Они шли молча, пока девушка не увидела среди уродливых
старых домов новый, полустеклянный — еще недостроенный, и не воскликнула:
— Хоть что-то тут радует глаз!
И сразу пожалела об этом, увидев, как обиженно и сердито
посмотрел на нее Лайонел.
— Они уродуют исторический центр города этими безвкусными
стеклянными шаблонами. Стирают историю. — Он любовно провел ладонью по неровной
ввалившейся стене старого дома. — Разве ты не видишь? Эти здания не только
памятники архитектуры, они живые, обладают душой и памятью. Для города они
важнее сотни людей.
Катя вздохнула.
— Ну конечно, как у вампиров — так души нет, а как у
какого-то старого клоповника, то сразу и душа и память. — Она понимала, что зря
затевает этот разговор, но не смогла себя остановить. И злилась, и ненавидела
этот город при мысли, что Лайонел никогда не полюбит ее так же сильно и
преданно, как любит эту груду старых камней, которые никогда не ответят ему
взаимностью, не подарят тепла.
«Какой смысл любви между айсбергом и камнем? Оба холодные и
равнодушные», — думала она, глядя в непроницаемое лицо молодого человека.

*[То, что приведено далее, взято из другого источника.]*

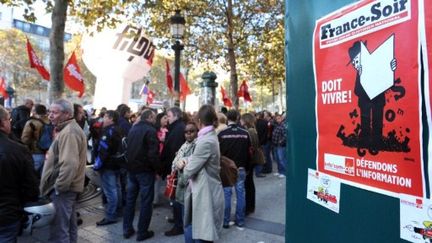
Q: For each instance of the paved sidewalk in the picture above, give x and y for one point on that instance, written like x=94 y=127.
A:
x=266 y=225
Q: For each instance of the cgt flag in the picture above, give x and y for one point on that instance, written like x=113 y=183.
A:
x=150 y=97
x=184 y=87
x=168 y=76
x=227 y=101
x=72 y=75
x=3 y=88
x=35 y=62
x=244 y=92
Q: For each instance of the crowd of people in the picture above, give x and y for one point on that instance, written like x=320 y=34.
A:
x=134 y=153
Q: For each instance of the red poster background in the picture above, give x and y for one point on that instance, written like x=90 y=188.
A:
x=338 y=126
x=428 y=27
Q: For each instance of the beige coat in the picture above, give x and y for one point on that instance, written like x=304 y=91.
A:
x=204 y=197
x=64 y=168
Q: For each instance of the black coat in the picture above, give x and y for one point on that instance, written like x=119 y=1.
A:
x=173 y=141
x=109 y=145
x=142 y=148
x=18 y=180
x=235 y=143
x=261 y=127
x=19 y=116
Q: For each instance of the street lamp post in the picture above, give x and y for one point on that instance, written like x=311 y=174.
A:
x=177 y=31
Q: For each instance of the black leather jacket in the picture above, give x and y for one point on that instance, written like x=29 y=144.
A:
x=18 y=180
x=142 y=148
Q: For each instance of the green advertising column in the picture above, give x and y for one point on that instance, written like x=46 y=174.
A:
x=364 y=216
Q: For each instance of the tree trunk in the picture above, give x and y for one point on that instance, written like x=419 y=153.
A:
x=281 y=96
x=232 y=57
x=58 y=19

— Тот, кто уничтожает красоту, не способен на высокие
чувства. Тот, кто убивает чужую память, не имеет право на собственную, —
промолвил Лайонел и куда-то решительно зашагал.
Девушка догнала его и пошла рядом.
— Куда ты?
— Хочу нанести визит тому, кто строит это, — махнул он рукой
на стеклянное здание. — Я прихожу к таким людям в дом и забираю самую дорогую
вещь.
— Справедливо, — дернула плечиком Катя, — если уж ты
считаешь, что человек так оскорбил твою память.